Close-up of five Swedish meatballs smothered in creamy gravy next to a dollop of bright red lingonberry jam.

Follow this recipe to make tender, flavorful Swedish meatballs (Köttbullar) served with a rich cream sauce and traditional lingonberry jam.

Ingredients

Scale
  • 1 lb ground beef
  • 1 lb ground pork
  • 1 small yellow onion, finely minced
  • 1/2 cup plain breadcrumbs
  • 1/2 cup heavy cream
  • 1 large egg, lightly beaten
  • 1 teaspoon salt
  • 1/2 teaspoon ground allspice
  • 1/4 teaspoon ground nutmeg
  • 1/4 teaspoon black pepper
  • 2 tablespoons butter, for frying
  • 1 tablespoon vegetable oil, for frying
  • For the Gravy: 2 tablespoons butter
  • 2 tablespoons all-purpose flour
  • 2 cups beef broth
  • 1/2 cup heavy cream
  • 1 teaspoon soy sauce or browning sauce
  • Salt and pepper to taste
  • For Serving: Lingonberry jam and boiled or mashed potatoes

Instructions

  1. In a small bowl, combine the breadcrumbs and heavy cream. Let stand for 5 minutes until the cream is absorbed.
  2. In a large bowl, combine the ground beef, ground pork, minced onion, soaked breadcrumbs mixture, egg, salt, allspice, nutmeg, and pepper. Mix gently with your hands until just combined; do not overmix.
  3. Roll the mixture into small balls, about 1 inch in diameter.

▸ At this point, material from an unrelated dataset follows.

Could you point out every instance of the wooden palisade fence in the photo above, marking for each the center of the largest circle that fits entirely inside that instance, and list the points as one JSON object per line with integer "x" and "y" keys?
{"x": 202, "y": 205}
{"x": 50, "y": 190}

You should have about 40-50 meatballs.
  4. Heat the butter and oil in a large skillet over medium heat. Working in batches if necessary, brown the meatballs on all sides until cooked through, about 6-8 minutes total. Remove the meatballs and set them aside. Drain off excess fat, leaving about 2 tablespoons in the skillet.
  5. To make the gravy, add 2 tablespoons of butter to the skillet. Whisk in the flour and cook for 1 minute, stirring constantly.
  6. Gradually whisk in the beef broth until smooth. Bring the mixture to a simmer and cook until the gravy thickens slightly, about 3-5 minutes.
  7. Stir in the heavy cream and soy sauce. Season with salt and pepper to taste.
  8. Return the cooked meatballs to the gravy. Simmer gently for 5 minutes to heat them through.
  9. Serve the Swedish meatballs immediately with the gravy, a side of lingonberry jam, and potatoes.

Notes

  • For the most tender meatballs, chill the meat mixture for 30 minutes before rolling and cooking.
  • If you cannot find lingonberry jam, use cranberry sauce as a close substitute.
  • To ensure even cooking, use a meat thermometer; the internal temperature should reach 160°F (71°C).